Decía un antiguo profesor que ET se había convertido en un éxito planetario porque Spielberg había sabido transformar una peli sobre un extraterrestre feo y bajito en la historia de un niño que protege a un amigo. Contaba, que la capacidad del director de Tiburón de elevar a la máxima expresión un sentimiento tan reconocible y valorable como la amistad, encarnada además en una figura tan querible como la de Elliot, había dado la vuelta a la historia de las pelis de marcianos.
Esta semana moría en Roma el maravilloso James Gandolfini, culpable de la creación del para mi mejor personaje de la historia de la televisión, Tony Soprano. Venía a cuento la referencia anterior pues creo que con Los Soprano ocurrió algo semejante a la historia de Elliot y ET. La diferencia es que si bien en el primer caso se podría atribuir la culpa en casi un cien por cien a Spielberg, la misma responsabilidad se puede decir la tuvo en el segundo, no el director de la serie, sino su intérprete principal, Gandolfini.

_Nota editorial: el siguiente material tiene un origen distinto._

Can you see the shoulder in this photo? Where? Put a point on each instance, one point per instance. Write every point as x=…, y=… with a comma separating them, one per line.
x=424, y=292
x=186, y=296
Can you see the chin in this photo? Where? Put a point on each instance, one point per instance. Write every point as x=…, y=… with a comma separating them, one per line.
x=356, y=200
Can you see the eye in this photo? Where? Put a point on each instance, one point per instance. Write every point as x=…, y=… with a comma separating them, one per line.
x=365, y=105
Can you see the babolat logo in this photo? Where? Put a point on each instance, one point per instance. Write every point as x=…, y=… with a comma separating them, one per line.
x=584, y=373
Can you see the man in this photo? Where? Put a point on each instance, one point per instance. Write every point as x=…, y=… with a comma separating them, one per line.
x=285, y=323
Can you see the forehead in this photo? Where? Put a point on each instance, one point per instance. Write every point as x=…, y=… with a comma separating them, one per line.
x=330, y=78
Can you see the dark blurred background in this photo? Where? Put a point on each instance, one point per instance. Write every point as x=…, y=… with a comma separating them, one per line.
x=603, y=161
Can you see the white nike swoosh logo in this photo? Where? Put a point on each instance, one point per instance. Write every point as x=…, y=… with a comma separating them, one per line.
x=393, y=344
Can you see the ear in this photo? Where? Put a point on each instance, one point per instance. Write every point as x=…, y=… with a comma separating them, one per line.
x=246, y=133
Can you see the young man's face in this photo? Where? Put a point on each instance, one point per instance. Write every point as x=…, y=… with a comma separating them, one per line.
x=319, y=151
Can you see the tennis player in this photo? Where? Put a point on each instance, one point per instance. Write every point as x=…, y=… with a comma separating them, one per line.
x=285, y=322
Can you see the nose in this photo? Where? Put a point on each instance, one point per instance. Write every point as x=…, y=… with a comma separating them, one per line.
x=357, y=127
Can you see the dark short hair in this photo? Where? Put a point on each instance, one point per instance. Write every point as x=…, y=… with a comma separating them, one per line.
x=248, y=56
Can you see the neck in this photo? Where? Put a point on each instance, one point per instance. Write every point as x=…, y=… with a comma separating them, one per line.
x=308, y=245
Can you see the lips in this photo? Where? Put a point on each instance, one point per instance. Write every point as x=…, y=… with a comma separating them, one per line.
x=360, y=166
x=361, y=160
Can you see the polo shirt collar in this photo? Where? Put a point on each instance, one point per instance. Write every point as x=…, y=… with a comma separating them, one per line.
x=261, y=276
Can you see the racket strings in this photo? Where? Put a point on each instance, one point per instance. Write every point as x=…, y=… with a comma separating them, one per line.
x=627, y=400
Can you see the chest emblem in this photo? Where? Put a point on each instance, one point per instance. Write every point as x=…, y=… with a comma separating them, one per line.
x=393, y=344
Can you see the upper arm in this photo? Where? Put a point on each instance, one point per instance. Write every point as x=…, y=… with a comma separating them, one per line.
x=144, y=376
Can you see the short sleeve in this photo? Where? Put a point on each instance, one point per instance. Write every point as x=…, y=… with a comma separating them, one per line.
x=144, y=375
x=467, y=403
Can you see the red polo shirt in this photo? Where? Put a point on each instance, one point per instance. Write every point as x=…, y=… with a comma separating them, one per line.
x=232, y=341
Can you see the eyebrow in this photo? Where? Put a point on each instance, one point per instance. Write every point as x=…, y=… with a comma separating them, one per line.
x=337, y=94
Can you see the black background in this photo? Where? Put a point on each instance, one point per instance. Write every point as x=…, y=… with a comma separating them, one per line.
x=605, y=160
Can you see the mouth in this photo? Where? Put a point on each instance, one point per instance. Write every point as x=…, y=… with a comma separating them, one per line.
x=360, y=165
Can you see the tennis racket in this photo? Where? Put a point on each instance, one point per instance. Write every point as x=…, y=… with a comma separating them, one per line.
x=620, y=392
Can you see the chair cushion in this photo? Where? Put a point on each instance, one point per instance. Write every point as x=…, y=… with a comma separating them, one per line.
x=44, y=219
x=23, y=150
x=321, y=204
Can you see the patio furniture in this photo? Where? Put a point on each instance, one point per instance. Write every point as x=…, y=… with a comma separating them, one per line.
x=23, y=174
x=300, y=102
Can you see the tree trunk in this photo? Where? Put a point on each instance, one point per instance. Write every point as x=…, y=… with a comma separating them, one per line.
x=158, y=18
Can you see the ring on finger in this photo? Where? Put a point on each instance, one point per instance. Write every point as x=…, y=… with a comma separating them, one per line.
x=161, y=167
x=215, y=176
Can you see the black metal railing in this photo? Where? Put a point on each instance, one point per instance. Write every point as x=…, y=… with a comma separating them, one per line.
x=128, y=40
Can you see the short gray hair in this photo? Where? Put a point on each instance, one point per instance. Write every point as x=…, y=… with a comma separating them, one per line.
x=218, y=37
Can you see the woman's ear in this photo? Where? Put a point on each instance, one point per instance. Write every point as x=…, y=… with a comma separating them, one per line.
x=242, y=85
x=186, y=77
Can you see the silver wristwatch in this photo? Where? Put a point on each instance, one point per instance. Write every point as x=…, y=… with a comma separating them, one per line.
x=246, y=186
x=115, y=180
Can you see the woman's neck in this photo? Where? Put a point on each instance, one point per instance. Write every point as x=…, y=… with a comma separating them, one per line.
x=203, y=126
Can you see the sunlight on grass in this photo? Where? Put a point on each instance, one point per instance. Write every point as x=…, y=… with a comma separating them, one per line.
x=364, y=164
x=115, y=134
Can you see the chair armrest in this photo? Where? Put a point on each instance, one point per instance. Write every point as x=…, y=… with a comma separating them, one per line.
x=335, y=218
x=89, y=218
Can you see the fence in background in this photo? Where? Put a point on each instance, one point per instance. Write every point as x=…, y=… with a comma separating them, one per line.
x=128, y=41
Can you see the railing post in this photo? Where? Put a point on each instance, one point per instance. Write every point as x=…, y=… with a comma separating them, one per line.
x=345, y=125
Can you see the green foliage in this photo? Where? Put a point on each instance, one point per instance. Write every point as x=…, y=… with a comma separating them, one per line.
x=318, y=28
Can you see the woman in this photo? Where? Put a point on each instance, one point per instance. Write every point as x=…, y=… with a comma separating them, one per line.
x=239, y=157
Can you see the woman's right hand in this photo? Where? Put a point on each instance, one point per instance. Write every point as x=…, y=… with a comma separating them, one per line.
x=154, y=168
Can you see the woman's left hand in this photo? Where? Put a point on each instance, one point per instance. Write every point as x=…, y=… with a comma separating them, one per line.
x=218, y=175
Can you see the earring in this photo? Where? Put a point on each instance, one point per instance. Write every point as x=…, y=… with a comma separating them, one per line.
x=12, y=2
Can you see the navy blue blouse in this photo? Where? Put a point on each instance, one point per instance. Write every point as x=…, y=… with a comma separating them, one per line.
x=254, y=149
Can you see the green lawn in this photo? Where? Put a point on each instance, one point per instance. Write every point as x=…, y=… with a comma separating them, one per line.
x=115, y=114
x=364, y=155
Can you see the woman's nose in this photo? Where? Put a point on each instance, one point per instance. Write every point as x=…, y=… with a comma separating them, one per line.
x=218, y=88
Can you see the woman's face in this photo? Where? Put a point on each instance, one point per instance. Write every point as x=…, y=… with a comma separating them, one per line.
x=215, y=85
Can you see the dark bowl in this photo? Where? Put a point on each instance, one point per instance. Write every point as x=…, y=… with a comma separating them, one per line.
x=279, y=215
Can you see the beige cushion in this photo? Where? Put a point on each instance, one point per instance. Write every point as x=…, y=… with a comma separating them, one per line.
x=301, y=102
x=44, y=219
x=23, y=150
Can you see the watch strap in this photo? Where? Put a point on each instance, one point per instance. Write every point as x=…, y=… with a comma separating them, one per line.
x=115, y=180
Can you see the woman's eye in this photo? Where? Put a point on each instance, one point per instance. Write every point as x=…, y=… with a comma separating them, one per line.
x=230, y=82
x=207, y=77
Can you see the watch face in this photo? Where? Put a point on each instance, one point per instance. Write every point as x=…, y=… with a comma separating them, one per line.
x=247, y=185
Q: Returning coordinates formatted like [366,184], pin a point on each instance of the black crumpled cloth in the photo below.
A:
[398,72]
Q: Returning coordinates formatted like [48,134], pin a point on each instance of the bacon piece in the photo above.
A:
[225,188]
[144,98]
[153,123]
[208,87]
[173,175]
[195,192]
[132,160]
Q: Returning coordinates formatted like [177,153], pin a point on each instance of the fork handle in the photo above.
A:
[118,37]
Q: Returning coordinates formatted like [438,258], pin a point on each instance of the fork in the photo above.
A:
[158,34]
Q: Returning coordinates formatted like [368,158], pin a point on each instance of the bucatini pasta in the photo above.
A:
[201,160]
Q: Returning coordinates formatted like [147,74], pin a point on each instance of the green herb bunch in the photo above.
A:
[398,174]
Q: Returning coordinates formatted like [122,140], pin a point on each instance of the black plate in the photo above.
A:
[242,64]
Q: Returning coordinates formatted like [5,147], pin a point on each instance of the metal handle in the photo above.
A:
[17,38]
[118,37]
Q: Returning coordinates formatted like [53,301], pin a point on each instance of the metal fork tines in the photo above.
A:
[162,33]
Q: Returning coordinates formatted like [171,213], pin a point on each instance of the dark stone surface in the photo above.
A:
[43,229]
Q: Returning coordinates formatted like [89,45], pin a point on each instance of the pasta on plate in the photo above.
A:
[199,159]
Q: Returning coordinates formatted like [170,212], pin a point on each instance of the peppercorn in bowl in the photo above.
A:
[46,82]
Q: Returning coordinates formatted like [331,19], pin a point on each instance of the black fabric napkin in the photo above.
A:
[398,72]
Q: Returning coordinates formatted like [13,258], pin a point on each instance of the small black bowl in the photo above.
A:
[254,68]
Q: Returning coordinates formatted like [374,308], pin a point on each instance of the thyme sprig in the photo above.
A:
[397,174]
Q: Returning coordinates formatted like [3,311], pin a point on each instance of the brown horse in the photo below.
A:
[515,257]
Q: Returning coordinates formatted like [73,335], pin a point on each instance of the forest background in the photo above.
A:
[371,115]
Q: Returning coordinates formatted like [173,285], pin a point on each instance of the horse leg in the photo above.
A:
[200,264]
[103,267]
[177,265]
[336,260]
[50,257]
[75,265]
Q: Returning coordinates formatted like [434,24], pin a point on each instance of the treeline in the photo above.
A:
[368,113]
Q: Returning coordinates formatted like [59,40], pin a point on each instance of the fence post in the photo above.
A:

El gordo Gandolfini convirtió el sólo una apuesta arriesgada de una cadena en crecimiento, HBO (recordemos, demasiados referentes cinematográficos sobre los que establecer comparaciones –Padrinos, Goodfellas– una nada comercial ni familiar idea la de una serie de gangsters italianos) en un éxito monstruoso de proporciones universales, en uno de los productos más exportados de la historia de la televisión, en un icono moderno.
Y creo que se dio así porque la gente entendió el personaje de Tony como parte de sus contradicciones, de sus miserias, de sus alegrías y de sus anhelos. Viajando del tan lejano personaje de un gangster de apariencia ruda y bestial que imaginábamos capaz de destrozar la cabeza de un traidor con sus manazas, hasta aterrizar en la vida de ese tipo sensible y psicótico, capaz de entrar en depresión por unos patos viajeros o de hacer de la vida un festival por un plato de albóndigas caseras.
En Tony Soprano– quizá el personaje con más matices y aristas de la historia moderna de la televisión- había un pedacito de cada uno de nosotros y a la vez un resquicio de todo aquello por lo que luchamos no ser. En esa dicotomía diabólica entiendo que se basó el triunfo absoluto de la serie.
Con Tony sufrimos traiciones de amigos, y chantajes emocionales de hijos y familiares; paranoias propias curadas a golpe de diván, atracciones peligrosas y familias celebrando barbacoas, desvelos por la prole y mareos por el exceso de responsabilidad, lágrimas por lo que se van y por los que no fueron lo que creíamos que eran, amores románticos y partidos de fútbol entre cervezas, fantasías y orgullos, ganas de volver a ser niño y regresar a un pueblo con un playa grande junto al sol. Y de aquella manera casi nos olvidamos que aquel tipo rudo de ojos tristes al que llegamos a querer sin reparos, era capaz de estrangular a un enemigo con un cable metálico o de despedazar con una sierra metálica a un traidor o de no perdonar un duro de una mordida. Porque eso David Chase se encargaba de recordárnoslo oportunamente para que no nos pusiéramos demasiado tiernos ni perdiésemos la perspectiva, para hacernos más dependientes de esa droga por capítulos de la que no nos constaba reconocernos adictos.
Tony Soprano es la demostración de que en toda obra artística lo impredecible es básico, en que el misterio hacia la evolución de ese adorable gordo cabrón nos cogía de la garganta y nos dejaba ante la pantalla horas y horas, emocionados y boquiabiertos. Y la constatación de que encima no sabíamos porque sucedía.
Los Soprano eran las antípodas de esos telefilmes de Antena tres de final consabido y sonrojante o de las pelis románticas industrializadas donde todo lo conocemos nada más empezar. Como en un espejo de la existencia misma, allí no estaba el blanco y el negro que tan pocas veces aparece, sino los cientos de matices de grises jodidamente difíciles, los pasitos adelante y atrás, los miedos y las risas, las victorias y las frustraciones. El arte y la vida con maýusculas
Gracias por tantos momentos de felicidad, gordo cabrón.